Tera de Marez Oyens was a Dutch composer.
De Marez Oyens was born in Velsen as Woltera Gerharda Wansink. She studied at the Conservatorium van Amsterdam with a major in piano, studying the instrument with Jan Odé, and graduated in 1953. Here, her talent for composition was discovered as she wrote her first pieces. These included chamber music and song cycles. After that she came in contact with youth groups, for whom she also wrote individual pieces.
She then became the cantor of the Reformed church community of Hilversum. Because of this she was very busy with church music. She wrote 14 melodies for the church songbooks that appeared in 1973. The lyrics for these songs were supplied by, among others, Muus Jacobse, Willem Barnard and Ad den Besten, whom she knew personally.
In the 1960s she became interested in electronic music, and studied with Gottfried Michael Koenig at the Institute of Sonology in Utrecht. Sound and Silence and Mixed Feelings are pieces of electronic music she composed, and Pente Sjawoe is an example of a work in which the tone poem plays an important role.

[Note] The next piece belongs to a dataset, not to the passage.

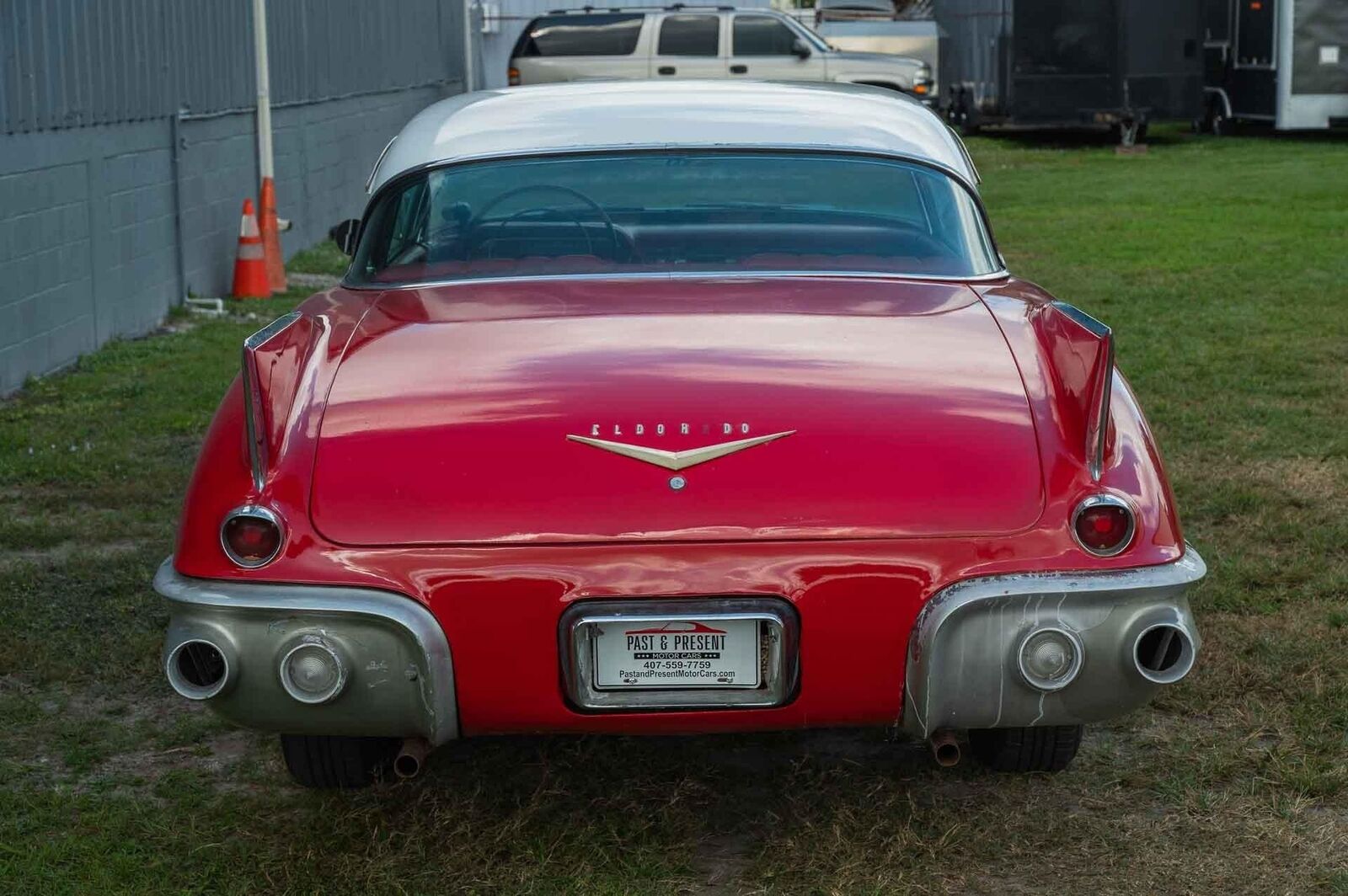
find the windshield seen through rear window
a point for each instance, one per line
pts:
(673, 212)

In 1978 she became an instructor at the conservatory in Zwolle, where she taught until 1988. Her lessons focused especially on the development of the student's own style. But she wanted to continue to write her own pieces and after the death of her second husband she became a full-time composer. At that time she wrote The Odyssey of Mr. Good-Evil. In 1988 she contributed pieces to the international cello competition in Scheveningen, and in 1989 she was composer in residence at the Georgia State University in Atlanta.
She wrote over 200 works of music, many commissioned by the Dutch Ministry of Culture and various broadcasting networks. In 1995 she was asked to write a piece for the 50th anniversary of the United Nations.
She had been married to Gerrit de Marez Oyens and Menachem Arnoni. Despite the fact that she had become seriously ill, in 1996 Tera de Marez Oyens married the renowned cartoonist Marten Toonder. She died on 29 August of that year in Hilversum.